Samantha and I bought juggling balls. We practiced some more. Mostly we did a lot of watching, because eveyone else was so incredible. In the afternoon we went to the side chapel where they had been holding workshops all day. We attended a poi workshop on the 5-Beat Weave, a more complicated move that I had been trying to learn for ages but hadn't been able to master. I can do it know. I'm very proud.
After the workshop the chapel wasn't in use, so we got a game of Jungle Speed going with Matt, Robin, Samantha, me, and several random people who wanted to learn. It was the biggest room we had ever played in, which made it far easier for people to run after and wrestle for the totem. Hugely entertaining.
In the evening we were kicked out of the abbey so they could set up for that evening's juggling show. Samantha and I went to the social hall to sample the cakes that had been submitted for the chocolate cake competition, then we returned to the abbey to help set up seats and place chocolate bars on each chair.
The show was great, with some pretty impressive acts. They varied from hula hoops to juggling balls, rings, and clubs. The god of Diablo performed some ridiculous feats of Diablo. My favorite, though, was the "Catrobats," a pair of acrobats who dressed like and performed to the musical Cats.

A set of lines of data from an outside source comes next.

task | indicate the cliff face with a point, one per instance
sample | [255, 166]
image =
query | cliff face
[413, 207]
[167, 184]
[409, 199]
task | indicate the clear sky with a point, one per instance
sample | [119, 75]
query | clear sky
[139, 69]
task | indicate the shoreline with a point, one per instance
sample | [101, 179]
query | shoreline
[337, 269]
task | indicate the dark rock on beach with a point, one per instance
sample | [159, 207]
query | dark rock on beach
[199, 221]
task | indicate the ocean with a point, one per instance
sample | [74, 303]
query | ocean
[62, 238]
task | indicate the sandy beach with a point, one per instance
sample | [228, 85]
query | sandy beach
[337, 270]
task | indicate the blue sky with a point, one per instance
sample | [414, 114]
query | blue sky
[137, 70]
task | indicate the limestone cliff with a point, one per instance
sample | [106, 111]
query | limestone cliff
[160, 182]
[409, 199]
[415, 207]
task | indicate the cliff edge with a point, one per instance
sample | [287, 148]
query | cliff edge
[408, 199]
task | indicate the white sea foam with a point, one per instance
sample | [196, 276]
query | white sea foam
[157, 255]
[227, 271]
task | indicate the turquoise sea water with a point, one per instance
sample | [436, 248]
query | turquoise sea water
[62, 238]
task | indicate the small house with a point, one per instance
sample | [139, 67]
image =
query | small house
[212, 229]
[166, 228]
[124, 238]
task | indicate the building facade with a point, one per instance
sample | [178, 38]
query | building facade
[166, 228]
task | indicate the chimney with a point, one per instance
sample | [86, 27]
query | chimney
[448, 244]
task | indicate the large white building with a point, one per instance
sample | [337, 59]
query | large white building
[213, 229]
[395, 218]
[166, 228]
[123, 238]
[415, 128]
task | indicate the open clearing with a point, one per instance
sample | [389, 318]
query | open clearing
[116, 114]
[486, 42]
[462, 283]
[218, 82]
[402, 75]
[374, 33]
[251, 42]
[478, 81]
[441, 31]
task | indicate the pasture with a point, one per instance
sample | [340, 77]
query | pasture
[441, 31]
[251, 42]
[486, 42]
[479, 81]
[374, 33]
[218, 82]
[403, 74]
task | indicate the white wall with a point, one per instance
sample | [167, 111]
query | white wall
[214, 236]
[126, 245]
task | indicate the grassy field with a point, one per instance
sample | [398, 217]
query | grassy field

People hung around for a while after the show. It was dark out now, so we watched some people who had taken out fiberoptic poi and glowing juggling balls. Then we helped put chairs away, watched Robin and Jak attempt to ride an enormous unicycle, and stood by the door eating the remnants of the winners of the chocolate cake competition.
We stopped to drop our stuff off at Anna's house, and then went to a pub to have a drink with some of the convention organizers and acts from the evening's show. The pub kicked us out around midnight. Several people came back to Anna's, so I hung around in the living room for a while until I was too tired. I excused myself and went to bed.
We woke up a bit later the next morning, ate breakfast, and drove home. The lorry game didn't last long, since Jak, Matt, and I slept through a good portion of the drive. Occasionally Samantha and I would glace warily over at the speedometer, which would often be pushing 100 mph. But we made it back alive.
I can't say Chocfest was exactly what I expected. I thought there would be more chocolate, first of all. I certainly didn't expect it to take place in an abbey. But I had a good time. After Chocfest, I got really excited for the British Juggling Convention, the second biggest juggling convention in Europe, which Jak and (officially) the UEA Circus Soc is organizing, to be held over Spring Break. However, Jak found out a couple weeks ago that UEA has renigged on its agreement to let the BJC be held on campus, and therefore Jak is having to postpone it until August, when hopefully he will be able to find another venue. It's sad, because I was looking forward to it.
Maybe I'll just have to start a Circus Society at Dickinson.